The United Nations secretary general is poised to recommend the first major overhaul of the UN in its 60-year history which will back the use of pre-emptive military strikes with the approval of a more proactive Security Council.
Kofi Annan is due to present a report tomorrow by a team of 16 high-level experts after he formed the panel a year ago in the midst of the Iraq crisis and asked it to come up with solutions for dealing with the challenges to global security in the 21st century.
The panel, whose members include Lord Hannay, a former British ambassador to the UN, has come up with 101 recommendations, including a proposal to enlarge the 15-member Security Council to 24 nations.
However, the panel members themselves openly disagreed on the model for an expanded Security Council, and therefore put forward two models. UN officials recognised that given the competition among governments to belong to an expanded Security Council - with Japan and Germany expected to be first in line for a permanent seat, albeit without veto power - the report is unlikely to lead to any consensus on an issue that has divided the UN membership for more than a decade.
The 93-page report considers the fierce polarisation of positions in the run-up to the Iraq war, that pitted the US and UK against France and Russia, and says that the council "needs to work better than it has".
Although implicitly criticising the US "war on terror", the report recognises the international community needs to be concerned about the "nightmare scenarios combining terrorists, weapons of mass destruction and irresponsible states and much more besides, which may conceivably justify the use of force, not just reactively, but preventively and before a latent threat becomes imminent".
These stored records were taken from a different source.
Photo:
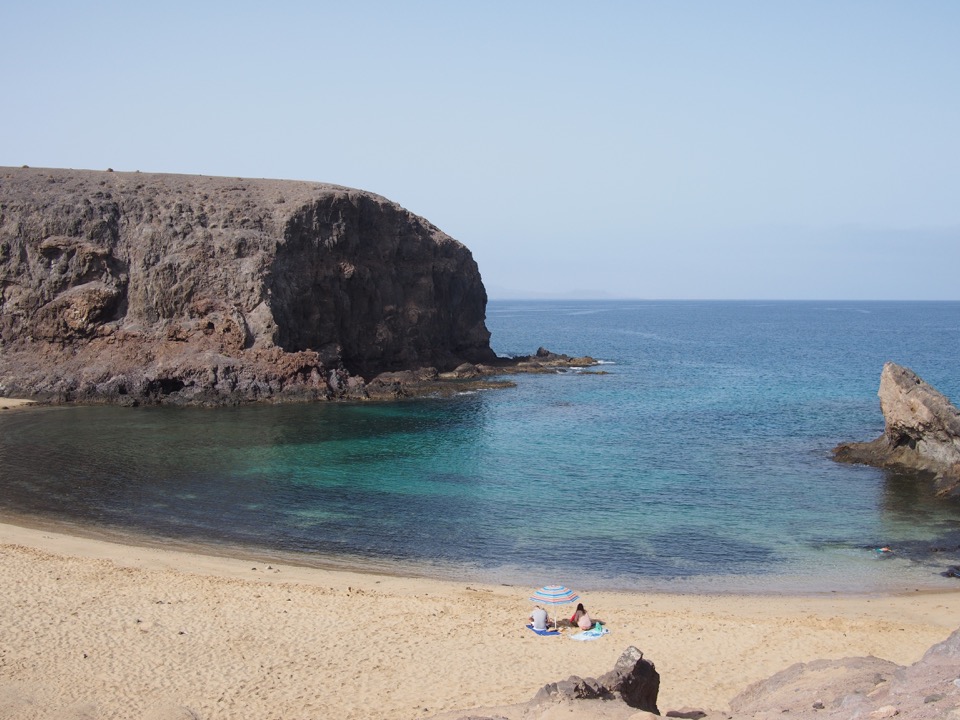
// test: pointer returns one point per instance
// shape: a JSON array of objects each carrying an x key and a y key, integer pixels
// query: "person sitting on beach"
[
  {"x": 581, "y": 618},
  {"x": 539, "y": 618}
]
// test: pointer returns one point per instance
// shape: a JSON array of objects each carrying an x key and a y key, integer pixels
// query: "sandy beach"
[{"x": 94, "y": 629}]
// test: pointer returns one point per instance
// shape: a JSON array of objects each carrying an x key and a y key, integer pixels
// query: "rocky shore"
[
  {"x": 921, "y": 432},
  {"x": 138, "y": 288}
]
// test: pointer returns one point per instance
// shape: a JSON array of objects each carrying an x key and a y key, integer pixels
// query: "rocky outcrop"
[
  {"x": 133, "y": 287},
  {"x": 859, "y": 687},
  {"x": 921, "y": 433},
  {"x": 633, "y": 680}
]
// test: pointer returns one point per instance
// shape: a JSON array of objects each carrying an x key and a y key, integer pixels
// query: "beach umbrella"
[{"x": 554, "y": 595}]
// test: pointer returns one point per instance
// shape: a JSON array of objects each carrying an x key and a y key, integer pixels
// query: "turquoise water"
[{"x": 698, "y": 460}]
It also looks at the UN's major failures - the Rwandan genocide in 1994 and the massacres during the Bosnian conflict - and argues that when prevention fails, "there is urgent need to stop the killing and prevent any further return to war". But military action should be used as a "last resort". The panel's other main recommendations include a call to strengthen measures to prevent the proliferation of nuclear material by calling for a moratorium on the construction of any further enrichment or reprocessing facilities.
It also suggests the creation of a peace-building commission that would improve the UN's somewhat dismal record in rebuilding countries after wars.
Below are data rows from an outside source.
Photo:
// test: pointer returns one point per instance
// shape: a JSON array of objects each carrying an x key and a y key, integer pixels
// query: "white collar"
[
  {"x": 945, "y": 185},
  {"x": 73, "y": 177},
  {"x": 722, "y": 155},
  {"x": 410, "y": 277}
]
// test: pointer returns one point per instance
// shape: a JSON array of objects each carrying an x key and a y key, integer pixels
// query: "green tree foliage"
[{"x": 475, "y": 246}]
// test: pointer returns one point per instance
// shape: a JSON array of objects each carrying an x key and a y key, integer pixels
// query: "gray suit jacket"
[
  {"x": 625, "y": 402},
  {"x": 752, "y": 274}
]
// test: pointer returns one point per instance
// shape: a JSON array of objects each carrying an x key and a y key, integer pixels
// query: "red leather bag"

In a first for the organisation, the report defines terrorism, which has previously foundered because of the issues of the use of armed forces against civilians, and the consideration that one man's "terrorist" is another man's "freedom fighter". But the panel agreed that terrorism is defined by "any action ... that is intended to cause death or serious bodily harm to civilians or non-combatants, when the purpose of such an act, by its nature or context, is to intimidate a population, or to compel a government or an international organisation to do or to abstain from doing any act".
Although the Bush administration will find much that it can agree with in the report, it remains to be seen how it will react to Mr Annan's recommendations, which could be consigned to the dustbin of history unless endorsed by influential governments.
UN officials recognise the report is being released when its reputation is at an all-time low in the US because of the oil-for-food scandal in which billions of dollars were diverted by Saddam Hussein from a UN humanitarian programme to bribe officials over a number of years. "I don't think they've closed to door to it," said a senior official. "But we'll have to see if they want to engage with it."
Earlier major UN reports, such as the Brahimi report on peace-keeping, have been diluted after being pulled to pieces in the General Assembly. Mr Annan intends to spend the next three months consulting governments to see what ideas have traction so he can press for firm decisions at a special summit in September next year.